Among the DWP's 7,200 miles of underground pipes are stretches of iron that were put in when Mary Pickford was making her movie debut, and that had something to do with the ruptures, too. I think there were about a hundred of them -- like a really messy version of Old Faithful.
I expect, judging from what my guests had to say today, that the city council and the DWP will fashion some new lawn-watering schedule, maybe something along the lines of the gas crisis even-odd plan, when people whose car license plates ended in even numbers could buy fuel on even-numbered days, and those with odd-numbered plates, the opposite.
It's always so wonderful to have Elizabeth Warren on the program, the law professor who heads the TARP Congressional Oversight Panel. She's become something of a folk hero for telling home truths to the powerful, and her name has been raised as a possible successor to Supreme Court Justice John Paul Stevens. When I asked her about it, she acknowledged the honor, and that it's ''the dream of every law professor'' to get that call from the president, but she's concentrating just now on why the bank rescue has worked so well and the help for struggling homeowners hasn't.

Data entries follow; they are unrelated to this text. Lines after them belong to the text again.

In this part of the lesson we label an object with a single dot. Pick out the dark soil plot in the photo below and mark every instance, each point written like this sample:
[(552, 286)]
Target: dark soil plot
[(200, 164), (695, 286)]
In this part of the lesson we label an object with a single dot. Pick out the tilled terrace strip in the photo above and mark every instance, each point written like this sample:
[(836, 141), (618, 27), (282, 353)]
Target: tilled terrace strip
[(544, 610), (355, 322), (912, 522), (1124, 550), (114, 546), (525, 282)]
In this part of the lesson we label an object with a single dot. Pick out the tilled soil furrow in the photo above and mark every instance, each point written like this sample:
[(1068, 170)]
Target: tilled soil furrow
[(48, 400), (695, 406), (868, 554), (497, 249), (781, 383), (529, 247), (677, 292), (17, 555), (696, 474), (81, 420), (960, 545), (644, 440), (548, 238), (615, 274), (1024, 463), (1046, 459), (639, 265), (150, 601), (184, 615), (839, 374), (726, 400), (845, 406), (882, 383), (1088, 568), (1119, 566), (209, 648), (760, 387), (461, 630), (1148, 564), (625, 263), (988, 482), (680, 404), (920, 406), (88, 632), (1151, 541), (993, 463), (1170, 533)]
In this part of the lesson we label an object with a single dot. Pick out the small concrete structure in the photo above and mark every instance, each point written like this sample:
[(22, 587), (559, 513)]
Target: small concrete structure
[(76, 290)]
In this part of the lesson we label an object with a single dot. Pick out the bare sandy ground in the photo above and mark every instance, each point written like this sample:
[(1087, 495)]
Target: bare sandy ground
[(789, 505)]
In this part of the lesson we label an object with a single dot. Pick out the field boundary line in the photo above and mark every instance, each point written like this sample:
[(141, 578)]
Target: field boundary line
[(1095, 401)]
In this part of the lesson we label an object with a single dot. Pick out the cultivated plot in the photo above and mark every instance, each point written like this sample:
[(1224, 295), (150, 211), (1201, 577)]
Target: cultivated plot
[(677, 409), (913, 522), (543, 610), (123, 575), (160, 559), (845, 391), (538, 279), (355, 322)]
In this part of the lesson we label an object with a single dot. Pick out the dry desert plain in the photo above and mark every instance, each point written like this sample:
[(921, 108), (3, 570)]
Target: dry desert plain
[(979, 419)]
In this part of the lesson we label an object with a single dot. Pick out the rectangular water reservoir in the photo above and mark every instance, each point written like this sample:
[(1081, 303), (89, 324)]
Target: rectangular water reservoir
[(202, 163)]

We'll be in the throes of Choose-a-Supreme for weeks to come, and I have to recommend an obscure film about the Supreme Court that began as a radio play: ''The Talk of the Town.'' Ronald Colman and Cary Grant in the same film? Be still, my heart! Colman is a law professor who's nominated to the Supreme Court and just wants some quiet time before he takes the bench [that's how old this movie is], and Cary Grant is the town black sheep and scapegoat [two species in one character!] who puts Colman's lofty ideas of the law to a practical test.
The day's most appalling story, far and away, is about the poor German shepherd left tied up to a tree in a Garden Grove back yard for five weeks without food or water; he ended up eating rocks and dirt.
He is, so they say, recovering very slowly at the veterinarian's. There's a thousand-dollar reward for information about who did this. I think this case will call for a little creative sentencing: how about tying the miscreant to a tree for a mere five days without food or water?